Raup Keuntungan Miliaran Rupiah, Polda Jateng Bongkar Bisnis Ilegal Rapid Test Antigen

JurnalPatroliNews – Jateng,– Subdit 1 Industri Perdagangan dan Investasi (Indagsi) Direktorat Kriminal Khusus Polda Jateng membongkar peredaran dan penjualan alat rapid test antigen tanpa izin edar dari Kemenkes. Penjualan rapid test antigen itu beromzet miliaran rupiah.

Kapolda Jawa Tengah Irjen Pol Ahmad Lutfi mengatakan dalam perkara ini satu orang tersangka berinisial SPM (34) berhasil diamankan. Dia merupakan distributor dari perusahaan yang mengedarkan alat rapid tes antigen ilegal itu.

“Pada tanggal 27 Januari 2021 petugas kami mendapati adanya transaksi penjualan alat rapid test yang diduga tidak memiliki izin edar.
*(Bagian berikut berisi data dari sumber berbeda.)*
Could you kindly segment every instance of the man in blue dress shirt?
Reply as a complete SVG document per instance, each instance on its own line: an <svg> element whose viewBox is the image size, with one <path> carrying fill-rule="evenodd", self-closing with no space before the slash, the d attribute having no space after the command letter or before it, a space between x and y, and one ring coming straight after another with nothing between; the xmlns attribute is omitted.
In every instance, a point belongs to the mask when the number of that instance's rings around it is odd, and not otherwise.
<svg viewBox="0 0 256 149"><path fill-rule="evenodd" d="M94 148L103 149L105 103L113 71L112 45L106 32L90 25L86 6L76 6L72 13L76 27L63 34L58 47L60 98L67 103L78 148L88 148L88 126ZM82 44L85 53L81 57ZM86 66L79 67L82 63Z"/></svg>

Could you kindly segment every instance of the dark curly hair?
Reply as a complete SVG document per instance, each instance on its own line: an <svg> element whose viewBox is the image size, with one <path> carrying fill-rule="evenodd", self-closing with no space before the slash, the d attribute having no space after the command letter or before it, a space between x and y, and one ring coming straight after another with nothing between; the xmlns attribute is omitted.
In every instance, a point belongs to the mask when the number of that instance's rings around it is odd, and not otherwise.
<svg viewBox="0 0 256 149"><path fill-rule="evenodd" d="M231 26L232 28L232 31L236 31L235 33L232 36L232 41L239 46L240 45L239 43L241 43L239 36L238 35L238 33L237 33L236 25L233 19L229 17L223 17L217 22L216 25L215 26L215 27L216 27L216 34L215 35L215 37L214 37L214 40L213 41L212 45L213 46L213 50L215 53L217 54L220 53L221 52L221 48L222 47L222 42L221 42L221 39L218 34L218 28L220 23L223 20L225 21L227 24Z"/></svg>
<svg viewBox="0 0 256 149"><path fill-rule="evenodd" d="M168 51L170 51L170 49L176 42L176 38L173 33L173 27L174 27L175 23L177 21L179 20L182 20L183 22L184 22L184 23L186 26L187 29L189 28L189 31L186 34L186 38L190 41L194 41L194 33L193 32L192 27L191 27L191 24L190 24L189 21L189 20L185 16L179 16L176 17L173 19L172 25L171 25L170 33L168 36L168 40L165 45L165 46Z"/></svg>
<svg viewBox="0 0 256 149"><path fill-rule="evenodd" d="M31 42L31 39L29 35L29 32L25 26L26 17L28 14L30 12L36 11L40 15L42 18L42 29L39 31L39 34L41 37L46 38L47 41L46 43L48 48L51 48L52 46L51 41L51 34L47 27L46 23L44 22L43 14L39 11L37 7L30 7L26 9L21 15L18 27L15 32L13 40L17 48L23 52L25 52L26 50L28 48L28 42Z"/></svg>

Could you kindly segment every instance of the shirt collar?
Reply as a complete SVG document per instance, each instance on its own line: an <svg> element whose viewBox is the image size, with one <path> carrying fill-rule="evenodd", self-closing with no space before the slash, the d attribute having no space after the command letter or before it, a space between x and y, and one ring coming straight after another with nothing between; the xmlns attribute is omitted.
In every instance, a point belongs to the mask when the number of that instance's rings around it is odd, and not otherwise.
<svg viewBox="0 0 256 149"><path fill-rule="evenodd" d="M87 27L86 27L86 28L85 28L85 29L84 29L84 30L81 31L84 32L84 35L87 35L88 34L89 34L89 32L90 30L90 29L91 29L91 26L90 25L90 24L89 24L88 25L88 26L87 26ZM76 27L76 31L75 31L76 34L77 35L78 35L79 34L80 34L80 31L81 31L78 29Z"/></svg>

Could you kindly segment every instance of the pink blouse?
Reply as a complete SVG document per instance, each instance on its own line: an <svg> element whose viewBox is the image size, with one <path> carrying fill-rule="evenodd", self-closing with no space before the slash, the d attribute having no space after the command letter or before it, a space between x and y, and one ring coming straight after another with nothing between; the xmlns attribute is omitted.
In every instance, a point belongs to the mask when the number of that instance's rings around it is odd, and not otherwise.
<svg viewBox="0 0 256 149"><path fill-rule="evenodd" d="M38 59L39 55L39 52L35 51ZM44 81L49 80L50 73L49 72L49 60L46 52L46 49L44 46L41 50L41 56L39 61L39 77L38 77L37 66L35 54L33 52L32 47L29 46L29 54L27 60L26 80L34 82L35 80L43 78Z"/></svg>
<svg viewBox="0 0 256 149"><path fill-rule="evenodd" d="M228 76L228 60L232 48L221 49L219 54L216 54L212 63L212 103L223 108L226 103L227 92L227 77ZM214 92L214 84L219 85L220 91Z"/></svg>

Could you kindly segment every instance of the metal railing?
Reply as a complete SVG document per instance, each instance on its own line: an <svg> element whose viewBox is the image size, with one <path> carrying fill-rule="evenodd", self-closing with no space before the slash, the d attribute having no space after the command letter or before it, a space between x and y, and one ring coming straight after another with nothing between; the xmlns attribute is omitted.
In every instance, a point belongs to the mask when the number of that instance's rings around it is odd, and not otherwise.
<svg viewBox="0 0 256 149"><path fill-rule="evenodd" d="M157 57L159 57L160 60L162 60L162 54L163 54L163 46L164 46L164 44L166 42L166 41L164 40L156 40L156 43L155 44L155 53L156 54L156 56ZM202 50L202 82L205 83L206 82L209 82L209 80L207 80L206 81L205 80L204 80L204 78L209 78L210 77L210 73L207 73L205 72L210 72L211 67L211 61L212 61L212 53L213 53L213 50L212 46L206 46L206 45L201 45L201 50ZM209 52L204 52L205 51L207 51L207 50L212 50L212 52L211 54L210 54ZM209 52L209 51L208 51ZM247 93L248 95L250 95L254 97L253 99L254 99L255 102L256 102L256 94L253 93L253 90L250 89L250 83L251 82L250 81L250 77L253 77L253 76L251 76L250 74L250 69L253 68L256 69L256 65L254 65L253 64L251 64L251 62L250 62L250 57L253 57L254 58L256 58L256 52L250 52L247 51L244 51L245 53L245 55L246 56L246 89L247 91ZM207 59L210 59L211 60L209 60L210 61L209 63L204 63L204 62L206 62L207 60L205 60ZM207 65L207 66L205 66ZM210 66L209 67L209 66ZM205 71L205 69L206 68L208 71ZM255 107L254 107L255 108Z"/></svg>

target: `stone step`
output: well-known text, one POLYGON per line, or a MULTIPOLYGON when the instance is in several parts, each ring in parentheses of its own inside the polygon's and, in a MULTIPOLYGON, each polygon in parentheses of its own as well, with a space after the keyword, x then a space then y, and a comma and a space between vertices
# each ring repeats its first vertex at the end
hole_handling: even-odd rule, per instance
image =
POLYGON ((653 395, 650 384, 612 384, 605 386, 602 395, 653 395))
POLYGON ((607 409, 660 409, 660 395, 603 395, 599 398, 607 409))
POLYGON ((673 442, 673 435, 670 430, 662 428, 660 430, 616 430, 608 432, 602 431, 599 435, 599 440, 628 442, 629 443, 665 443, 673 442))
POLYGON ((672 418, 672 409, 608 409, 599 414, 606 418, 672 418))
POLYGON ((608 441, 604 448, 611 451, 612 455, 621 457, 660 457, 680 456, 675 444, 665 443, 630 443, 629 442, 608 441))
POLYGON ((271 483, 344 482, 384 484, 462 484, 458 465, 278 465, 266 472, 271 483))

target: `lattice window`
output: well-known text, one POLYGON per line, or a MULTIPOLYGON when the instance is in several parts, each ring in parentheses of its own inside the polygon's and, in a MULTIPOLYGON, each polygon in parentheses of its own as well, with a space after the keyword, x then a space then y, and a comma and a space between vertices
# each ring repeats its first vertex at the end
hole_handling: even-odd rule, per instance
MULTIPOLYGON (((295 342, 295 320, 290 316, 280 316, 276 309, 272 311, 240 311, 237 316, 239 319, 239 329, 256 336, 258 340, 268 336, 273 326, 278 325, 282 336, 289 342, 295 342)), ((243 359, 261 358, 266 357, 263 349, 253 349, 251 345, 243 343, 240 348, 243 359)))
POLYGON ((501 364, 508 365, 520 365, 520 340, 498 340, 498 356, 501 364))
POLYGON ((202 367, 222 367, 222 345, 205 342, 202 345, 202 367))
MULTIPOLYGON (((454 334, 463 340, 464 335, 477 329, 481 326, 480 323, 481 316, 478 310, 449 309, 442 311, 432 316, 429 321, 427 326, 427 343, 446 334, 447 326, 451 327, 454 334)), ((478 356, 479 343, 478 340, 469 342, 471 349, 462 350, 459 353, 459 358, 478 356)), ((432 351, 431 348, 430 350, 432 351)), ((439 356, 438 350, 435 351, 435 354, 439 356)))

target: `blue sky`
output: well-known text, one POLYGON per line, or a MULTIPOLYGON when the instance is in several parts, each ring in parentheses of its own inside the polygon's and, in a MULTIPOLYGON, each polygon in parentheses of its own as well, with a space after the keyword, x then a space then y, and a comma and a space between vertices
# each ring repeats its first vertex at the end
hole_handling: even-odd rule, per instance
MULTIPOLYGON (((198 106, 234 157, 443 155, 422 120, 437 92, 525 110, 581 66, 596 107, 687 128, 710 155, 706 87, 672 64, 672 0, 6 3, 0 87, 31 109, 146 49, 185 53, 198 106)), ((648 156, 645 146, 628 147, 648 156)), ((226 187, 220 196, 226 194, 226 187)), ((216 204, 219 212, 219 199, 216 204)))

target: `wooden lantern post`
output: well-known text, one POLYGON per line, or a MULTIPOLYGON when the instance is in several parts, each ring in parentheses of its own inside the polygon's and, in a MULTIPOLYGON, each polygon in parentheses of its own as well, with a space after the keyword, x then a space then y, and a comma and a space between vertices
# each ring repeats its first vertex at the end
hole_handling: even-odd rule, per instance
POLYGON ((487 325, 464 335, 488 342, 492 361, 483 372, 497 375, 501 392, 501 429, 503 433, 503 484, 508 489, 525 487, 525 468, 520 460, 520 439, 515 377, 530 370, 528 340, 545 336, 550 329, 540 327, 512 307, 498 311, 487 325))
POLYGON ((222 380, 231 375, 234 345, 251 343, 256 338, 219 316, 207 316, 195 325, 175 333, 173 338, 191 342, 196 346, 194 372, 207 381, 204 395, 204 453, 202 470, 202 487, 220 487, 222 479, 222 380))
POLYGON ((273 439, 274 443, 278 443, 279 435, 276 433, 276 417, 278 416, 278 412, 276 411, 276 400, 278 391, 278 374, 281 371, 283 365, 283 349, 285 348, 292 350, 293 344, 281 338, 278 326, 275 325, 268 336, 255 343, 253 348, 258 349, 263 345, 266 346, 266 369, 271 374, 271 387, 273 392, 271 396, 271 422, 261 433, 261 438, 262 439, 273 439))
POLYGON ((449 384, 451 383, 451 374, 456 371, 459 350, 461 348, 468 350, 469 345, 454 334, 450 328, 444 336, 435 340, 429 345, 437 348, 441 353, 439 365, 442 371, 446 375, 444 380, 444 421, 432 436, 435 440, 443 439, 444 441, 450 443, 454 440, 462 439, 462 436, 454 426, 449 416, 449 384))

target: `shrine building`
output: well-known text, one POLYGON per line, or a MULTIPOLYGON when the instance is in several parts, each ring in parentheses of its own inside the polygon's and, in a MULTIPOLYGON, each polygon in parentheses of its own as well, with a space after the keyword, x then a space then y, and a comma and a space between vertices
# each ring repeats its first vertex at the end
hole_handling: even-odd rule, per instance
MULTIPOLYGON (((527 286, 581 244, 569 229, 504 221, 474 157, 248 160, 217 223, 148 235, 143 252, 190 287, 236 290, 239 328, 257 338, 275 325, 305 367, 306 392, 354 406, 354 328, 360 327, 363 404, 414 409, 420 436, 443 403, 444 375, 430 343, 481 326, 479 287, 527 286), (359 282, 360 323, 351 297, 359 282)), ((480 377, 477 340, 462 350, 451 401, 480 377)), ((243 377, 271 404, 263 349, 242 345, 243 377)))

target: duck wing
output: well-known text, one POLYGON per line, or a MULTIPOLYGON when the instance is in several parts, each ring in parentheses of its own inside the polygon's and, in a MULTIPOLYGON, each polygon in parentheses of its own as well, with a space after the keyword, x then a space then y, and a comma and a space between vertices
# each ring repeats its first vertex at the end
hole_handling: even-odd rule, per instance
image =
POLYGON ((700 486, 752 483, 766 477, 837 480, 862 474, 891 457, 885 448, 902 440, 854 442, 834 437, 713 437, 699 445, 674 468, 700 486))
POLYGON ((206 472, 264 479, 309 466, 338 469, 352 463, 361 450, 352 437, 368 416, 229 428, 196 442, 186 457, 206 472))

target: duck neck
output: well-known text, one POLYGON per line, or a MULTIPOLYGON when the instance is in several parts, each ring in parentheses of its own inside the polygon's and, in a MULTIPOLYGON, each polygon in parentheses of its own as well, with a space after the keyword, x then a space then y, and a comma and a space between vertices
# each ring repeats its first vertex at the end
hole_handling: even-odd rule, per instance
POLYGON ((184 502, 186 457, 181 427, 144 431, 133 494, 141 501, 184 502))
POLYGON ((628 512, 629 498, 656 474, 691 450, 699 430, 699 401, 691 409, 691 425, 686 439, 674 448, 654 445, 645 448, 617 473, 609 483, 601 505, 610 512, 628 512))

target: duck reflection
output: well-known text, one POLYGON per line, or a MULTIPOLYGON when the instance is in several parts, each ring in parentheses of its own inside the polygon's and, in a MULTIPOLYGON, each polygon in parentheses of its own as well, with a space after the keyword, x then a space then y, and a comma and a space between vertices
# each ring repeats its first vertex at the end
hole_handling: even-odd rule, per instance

Di sana kami menemukan 2 orang kurir. Setelah kami dalami alat rapid test antigen berasal dari orang bernama SPM yang mempunyai gudang di Jalan Perak, Kwaron Bangetayu,” ujar Lutfi dalam konferensi pres, Rabu (5/5).

Dari tangan tersangka, pihak kepolisian berhasil mengamankan 245 boks alat rapid tes antigen bermerek Clungene, 121 boks bermerek Hightop, dan juga 10 boks alat rapid tes antigen jenis air liur atau saliva yang diduga ilegal atau tanpa izin edar dari Kementerian Kesehatan.

“Masing-masing boks berisi 20 hingga 25 item alat. Banyak itu kalau dihitung-hitung,” sebut dia.

Selain didistribusikan secara perseorangan, alat tes cepat ilegal itu juga diedarkan di klinik dan rumah sakit sepanjang Oktober 2020 hingga Februari 2021.

“Pendapatan kotor senilai Rp 2,8 miliar. Tapi dalam satu minggu, tersangka setidaknya dapat meraup keuntungan hingga Rp40 juta. Kalau satu bulan bisa Rp160 juta,” ungkap Lutfi.

Atas adanya kasus ini, Lutfi meminta agar masyarakat tidak mudah tergiur dengan harga alat tes cepat yang lebih murah. Selain itu, masyarakat juga harus cerdas ketika membeli suatu barang.

“Dampaknya sangat terasa sekali. Satu, kalau tidak ada izin edar jangan-jangan dipalsukan. Kedua, jangan-jangan terkait dengan kualifikasi kesehatan tidak memenuhi syarat. Makanya ini harus kita amankan,” tegas Lutfi.

Untuk mempertanggungjawabkan perbuatannya, pelaku dijerat dengan Pasal 60 angka 10 UU RI Nomor 11 Tahun 2000 tentang Cipta Karya dan Pasal 62 ayat (1) UU RI Nomor 8 tahun 1999 tentang Perlindungan Konsumen

“Ancaman hukumannya 15 tahun penjara dan denda Rp1.5 miliar,” kata dia.